WordPress website testing solution for a company that offers a unique model of combining technology partnership, incubation, and domain/tech acceleration capabilities for founders.
Challenges:
As a very reputed company, they want their website and cloud data to be very secure and available all time. Also, they want to make sure that their website is free from OWASP Top 10 vulnerabilities. Our challenge was to test the website for OWASP top 10 vulnerabilities and to fix all possible threats as per international standards within the stipulated time.
Solution:
We started black box and white box penetration testing of the entire website and cloud infrastructure based on industry-centric security checklists. After the testing, we found many vulnerabilities in both website and cloud infrastructure which can be categorized into critical, high, medium, and low as per their severity. We created detailed reports for addressing vulnerabilities with proof of concepts. Almost all the vulnerabilities identified were related to insecure coding practices. So, we have provided each Severity type with a certain time under which that issue should be fixed. During that period our team was frequently supporting the developers to fix those issues quickly. After the fix was completed, our team re-audited the website and cloud again to check whether the fixes are done perfectly or not.
Deliverables:
A comprehensive report documenting all identified gaps, deficiencies, and vulnerabilities in detail. The final report included the topics listed below.

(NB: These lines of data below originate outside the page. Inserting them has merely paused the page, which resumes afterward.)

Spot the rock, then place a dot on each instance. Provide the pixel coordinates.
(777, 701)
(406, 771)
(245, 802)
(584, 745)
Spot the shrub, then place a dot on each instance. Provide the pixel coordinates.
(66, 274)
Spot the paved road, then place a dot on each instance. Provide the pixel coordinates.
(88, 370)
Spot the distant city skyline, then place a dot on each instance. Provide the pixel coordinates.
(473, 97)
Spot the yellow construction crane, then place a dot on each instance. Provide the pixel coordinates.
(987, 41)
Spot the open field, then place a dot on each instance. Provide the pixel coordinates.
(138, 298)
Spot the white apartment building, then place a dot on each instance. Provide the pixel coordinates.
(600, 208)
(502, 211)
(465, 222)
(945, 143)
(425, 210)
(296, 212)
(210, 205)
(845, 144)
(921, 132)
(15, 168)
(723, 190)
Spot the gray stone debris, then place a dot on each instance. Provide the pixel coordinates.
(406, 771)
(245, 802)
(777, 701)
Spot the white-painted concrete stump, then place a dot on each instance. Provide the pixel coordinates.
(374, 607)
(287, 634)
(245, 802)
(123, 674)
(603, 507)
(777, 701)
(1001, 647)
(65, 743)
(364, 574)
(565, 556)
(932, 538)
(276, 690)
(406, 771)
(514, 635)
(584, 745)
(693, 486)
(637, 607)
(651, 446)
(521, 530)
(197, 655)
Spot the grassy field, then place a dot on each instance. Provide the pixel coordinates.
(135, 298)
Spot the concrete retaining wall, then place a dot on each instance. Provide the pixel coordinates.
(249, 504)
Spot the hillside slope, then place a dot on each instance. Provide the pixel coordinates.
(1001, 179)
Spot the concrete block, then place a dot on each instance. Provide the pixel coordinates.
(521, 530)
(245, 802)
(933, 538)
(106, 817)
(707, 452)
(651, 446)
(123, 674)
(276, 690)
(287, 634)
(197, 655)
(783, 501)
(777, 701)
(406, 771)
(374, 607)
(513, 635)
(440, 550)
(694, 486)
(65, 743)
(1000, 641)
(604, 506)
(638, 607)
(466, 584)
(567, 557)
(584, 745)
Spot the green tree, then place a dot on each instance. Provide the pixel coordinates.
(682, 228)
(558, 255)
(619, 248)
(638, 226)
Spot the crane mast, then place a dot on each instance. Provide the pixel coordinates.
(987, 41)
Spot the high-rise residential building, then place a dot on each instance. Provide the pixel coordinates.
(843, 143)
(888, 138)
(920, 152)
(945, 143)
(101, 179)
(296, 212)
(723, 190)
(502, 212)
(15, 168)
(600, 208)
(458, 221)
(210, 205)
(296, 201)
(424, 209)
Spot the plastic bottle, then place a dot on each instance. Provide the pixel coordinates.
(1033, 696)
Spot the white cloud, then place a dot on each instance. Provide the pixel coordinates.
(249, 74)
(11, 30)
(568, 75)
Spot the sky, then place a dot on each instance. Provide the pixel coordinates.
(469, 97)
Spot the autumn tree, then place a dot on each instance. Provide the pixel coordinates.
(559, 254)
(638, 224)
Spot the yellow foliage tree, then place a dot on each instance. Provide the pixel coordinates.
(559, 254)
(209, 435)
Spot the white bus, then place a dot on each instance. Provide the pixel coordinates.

- a) Executive Summary: A Summary of the Scope, Approach, Findings, and recommendations.
- b) Core Findings along with Risk Analysis: A view of the core findings along with screenshots.
- c) Detailed Findings: The observations are thoroughly examined and categorized as Critical or Non Critical. Furthermore, the risk associated with each observation is assessed and classified as Very High, High, Medium, or Low, depending on its potential impact.
- d) In-depth analysis of findings/Corrective Measures & Recommendations along with Risk Analysis.
- e) Suggestions and Best Practices.